From 1904 to 1977 the Lily Number 1 mill produced cotton - seeing both Oldham’s zenith as the worlds biggest cotton producing town, and the final death throes of the industry as mill after mill closed down, as deindustrialisation took a hold of the town.
But the Lily site was to get a second life. She was repurposed, being purchased by the Littlewoods Mail Order group in the late 1970s and converted into an 'ultra modern mail-order warehouse'. If the damp atmosphere, plentiful supply of coal, engineering innovations and a workforce skilled in textile manufacture led to the growth of Oldham as a cotton manufacturing powerhouse, then Oldham fell on its feet as it became a centre for catalogue distribution.
When stripped of the spindles and industrial machinery, mills such as the Lily were simply enormous spaces, perfectly suited to the storage of, quite literally, a catalogue’s worth of products. Added to this, was its location - with two junctions of the M62 within 3 miles of the complex, its connectivity to England's' motorway network was almost perfect as a National Distribution Centre. And there was the available force of former millworkers, looking for gainful employment. Home shopping quickly replaced cotton manufacturing as one of the dominant employers in the town - in 2000 the site employed over 1000 people and was Oldham’s largest private employer.
However, despite growing to what was said to have been one of the largest warehouses in the world, the site didn't move with the times and so the popularity of this site waned. Somewhat ironically automation led to the terminal decline of a building for which automation was once the thing that fuelled its success, and in 2018 it was announced that the Very Group were closing the site and relocating to a new distribution facility in the East Midlands. The move to a new state-of-the-art distribution centre was much more cost effective than updating and upgrading the Lily site.
The future for the mill is, as one might expect, housing. There is an acute need for housing in the North West and the development of this brownfield site is planned to include 400 new dwellings and open spaces for community use. This regeneration of the River Beal area is welcomed by many, who view the current site as an eyesore.

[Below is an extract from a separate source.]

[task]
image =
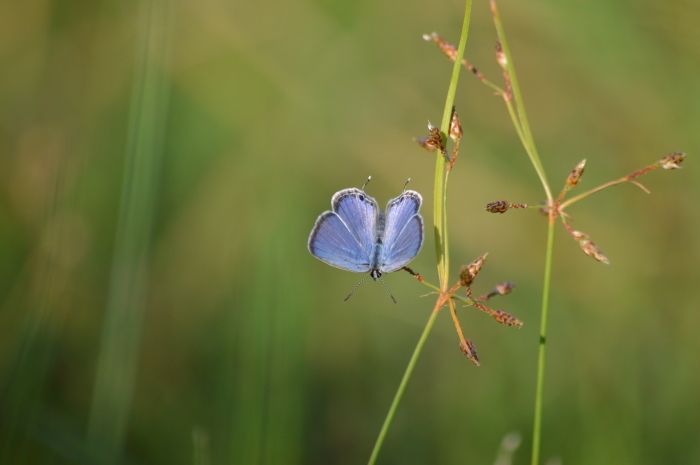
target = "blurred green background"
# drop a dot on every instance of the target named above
(163, 163)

Its proximity to Manchester, Leeds, and the other large settlements along the M62 corridor, will make it attractive to commuters, and the 1600 new residents will (hopefully) enhance the local economy. However, stress and strain on the existing infrastructure and services may be a price that has to be paid as part of this redevelopment. Will the transport networks, council services, NHS provision and education facilities be able to support this influx of people into the area?
Might the 'monster', that has by now totally demolished the 100 year old Lily mill, in which my own Grandmother worked, create a bigger monster for the area when construction is complete? Or will this urban regeneration project make this site a brown(field) and pleasant land rising from the so called dark, satanic mills?